La réception partielle d’ouvrage par lors n’est pas intuitive. En effet, en vertu de l’article 1792-6 du Code civil, « La réception est l’acte par lequel le maître de l’ouvrage déclare accepter l’ouvrage avec ou sans réserves. Elle intervient à la demande de la partie la plus diligente, soit à l’amiable, soit à défaut judiciairement. Elle est, en tout état de cause, prononcée contradictoirement.
La garantie de parfait achèvement, à laquelle l’entrepreneur est tenu pendant un délai d’un an, à compter de la réception, s’étend à la réparation de tous les désordres signalés par le maître de l’ouvrage, soit au moyen de réserves mentionnées au procès-verbal de réception, soit par voie de notification écrite pour ceux révélés postérieurement à la réception.
Les délais nécessaires à l’exécution des travaux de réparation sont fixés d’un commun accord par le maître de l’ouvrage et l’entrepreneur concerné.
En l’absence d’un tel accord ou en cas d’inexécution dans le délai fixé, les travaux peuvent, après mise en demeure restée infructueuse, être exécutés aux frais et risques de l’entrepreneur défaillant.
L’exécution des travaux exigés au titre de la garantie de parfait achèvement est constatée d’un commun accord, ou, à défaut, judiciairement.
La garantie ne s’étend pas aux travaux nécessaires pour remédier aux effets de l’usure normale ou de l’usage. ».
A l’achèvement des travaux, les parties doivent organiser la réception de ceux-ci. C’est l’occasion de faire état des réserves qui seront traitées dans le cadre de la garantie de parfait achèvement puisque c’est la signature du procès-verbal de réception qui fait courir les délais des garanties (parfait achèvement, biennale, décennale). Mais il est question d’accepter l’ouvrage dans son ensemble. En découle le principe de l’unicité de la réception: autrement dit, le principe est que la réception doit englober la totalité des travaux.

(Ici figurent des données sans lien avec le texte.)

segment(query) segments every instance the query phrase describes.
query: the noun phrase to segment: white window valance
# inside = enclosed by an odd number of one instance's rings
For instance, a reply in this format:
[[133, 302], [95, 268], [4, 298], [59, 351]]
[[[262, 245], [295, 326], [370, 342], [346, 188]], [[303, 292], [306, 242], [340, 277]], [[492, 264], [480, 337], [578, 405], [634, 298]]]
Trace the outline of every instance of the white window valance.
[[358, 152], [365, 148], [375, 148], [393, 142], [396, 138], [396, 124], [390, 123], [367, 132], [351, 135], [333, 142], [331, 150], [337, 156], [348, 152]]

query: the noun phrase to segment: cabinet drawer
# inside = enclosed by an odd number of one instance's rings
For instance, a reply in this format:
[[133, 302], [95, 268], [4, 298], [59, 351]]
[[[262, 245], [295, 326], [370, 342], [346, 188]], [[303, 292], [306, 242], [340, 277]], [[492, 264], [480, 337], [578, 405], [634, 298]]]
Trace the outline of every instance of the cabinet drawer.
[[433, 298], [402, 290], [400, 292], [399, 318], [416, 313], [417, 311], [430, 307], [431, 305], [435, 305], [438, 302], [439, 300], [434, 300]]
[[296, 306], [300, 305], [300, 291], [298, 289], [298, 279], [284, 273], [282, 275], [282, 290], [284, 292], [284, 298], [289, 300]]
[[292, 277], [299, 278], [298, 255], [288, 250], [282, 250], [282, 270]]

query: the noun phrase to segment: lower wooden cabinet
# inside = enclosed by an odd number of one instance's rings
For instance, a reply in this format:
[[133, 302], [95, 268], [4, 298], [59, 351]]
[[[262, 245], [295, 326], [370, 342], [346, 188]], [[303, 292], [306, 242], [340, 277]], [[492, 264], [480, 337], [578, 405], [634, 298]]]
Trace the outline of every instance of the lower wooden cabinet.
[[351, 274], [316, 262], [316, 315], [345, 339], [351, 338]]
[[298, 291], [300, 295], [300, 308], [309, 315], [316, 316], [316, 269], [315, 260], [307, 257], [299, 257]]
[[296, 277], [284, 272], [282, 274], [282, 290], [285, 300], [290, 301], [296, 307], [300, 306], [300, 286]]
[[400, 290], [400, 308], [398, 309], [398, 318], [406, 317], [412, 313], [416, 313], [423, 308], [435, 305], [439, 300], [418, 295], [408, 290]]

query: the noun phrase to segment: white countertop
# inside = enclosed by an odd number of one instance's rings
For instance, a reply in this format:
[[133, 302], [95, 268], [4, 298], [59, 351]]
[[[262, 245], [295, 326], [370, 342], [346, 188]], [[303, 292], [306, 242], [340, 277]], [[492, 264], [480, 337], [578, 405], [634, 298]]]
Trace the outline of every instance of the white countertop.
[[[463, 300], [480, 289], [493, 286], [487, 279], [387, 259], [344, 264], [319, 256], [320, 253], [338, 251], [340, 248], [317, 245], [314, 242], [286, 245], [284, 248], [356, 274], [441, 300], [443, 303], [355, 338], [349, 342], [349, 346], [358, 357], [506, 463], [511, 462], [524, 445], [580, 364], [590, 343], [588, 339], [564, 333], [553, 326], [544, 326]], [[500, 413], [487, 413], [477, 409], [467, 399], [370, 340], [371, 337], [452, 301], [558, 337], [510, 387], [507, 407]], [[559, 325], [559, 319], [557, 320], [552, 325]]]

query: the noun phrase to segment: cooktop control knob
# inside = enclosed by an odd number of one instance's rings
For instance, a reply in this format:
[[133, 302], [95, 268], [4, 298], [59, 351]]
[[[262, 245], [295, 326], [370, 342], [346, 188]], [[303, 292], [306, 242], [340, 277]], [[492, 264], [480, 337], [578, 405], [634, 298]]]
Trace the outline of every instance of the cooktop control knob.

Puisque ce principe d’unicité n’est pas d’ordre public, il existe cependant la réception partielle (par lots pour un même ouvrage), qui peut d’ailleurs être prévue dès l’origine et qui doit concerner des lots pouvant faire l’objet d’une réception distincte.
Dans la plupart des cas d’espèces, rien n’est prévu à ce titre (il sera donc question d’une réception unique) mais les parties peuvent avoir intérêt à une réception partielle pour mettre fin à un différend et avancer dans les travaux.
- Peut-on, amiablement, organiser une réception partielle des travaux ?
Certains contrats contiennent une clause permettant cette réception partielle.
Mais parfois, en l’absence de prévision, les parties s’interrogent sur la validité d’un tel accord.
Les travaux faisant l’objet de la réception partielle doivent former une partie autonome du devis et qu’il soit en état d’être reçu. Bien évidemment, le maître d’ouvrage doit l’accepter (même tacitement).
La jurisprudence a pu valider de telles réceptions (notamment, Troisième chambre civile de la Cour de cassation, 5 novembre 2020, n° 19-10.724).
Cependant, cette réception partielle ne sera pas valable si elle ne forme pas un lot autonome (Troisième chambre civile de la Cour de cassation, 2 février 2017, n° 14-19.279).
- Quelles sont les conséquences de la réception partielle ?
Les conséquences classiques sont applicables (fixation du point de départ des garanties légales) mais il faut être vigilant lors de la signature du procès-verbal qui peut contenir des renonciations à recours ou d’autres développements qui apparaissent plutôt dans un protocole d’accord transactionnel.
Il faut veiller (mais il sera question de négociation avec l’entreprise dans ce genre d’hypothèses) à ce que la signature du PV de réception partielle n’emporte pas renonciation du maître d’ouvrage à se prévaloir, le cas échéant, des garanties légales applicables aux désordres/réserves (pour ce qui est réceptionné) et n’affecte pas les éventuelles responsabilités contractuelles de l’entrepreneur (pour ce qui n’est pas réceptionné).
- Pour ce qui n’est pas réceptionné, quelles sont les garanties ?
Pour ce qui ne fait pas l’objet de la réception, aucune garantie légale ne sera mobilisable (seule la responsabilité contractuelle sera mobilisable, vérifier les assurances car certaines peuvent être mobilisées dans ce cadre).
Si la réception intervient postérieurement avec la même entreprise, le point de départ des délais sera distinct de celui des précédents travaux ayant fait l’objet d’une réception partielle.
En tout état de cause, sur ce qui n’est pas réceptionné et à défaut d’accord amiable global, un contentieux pourra être diligenté.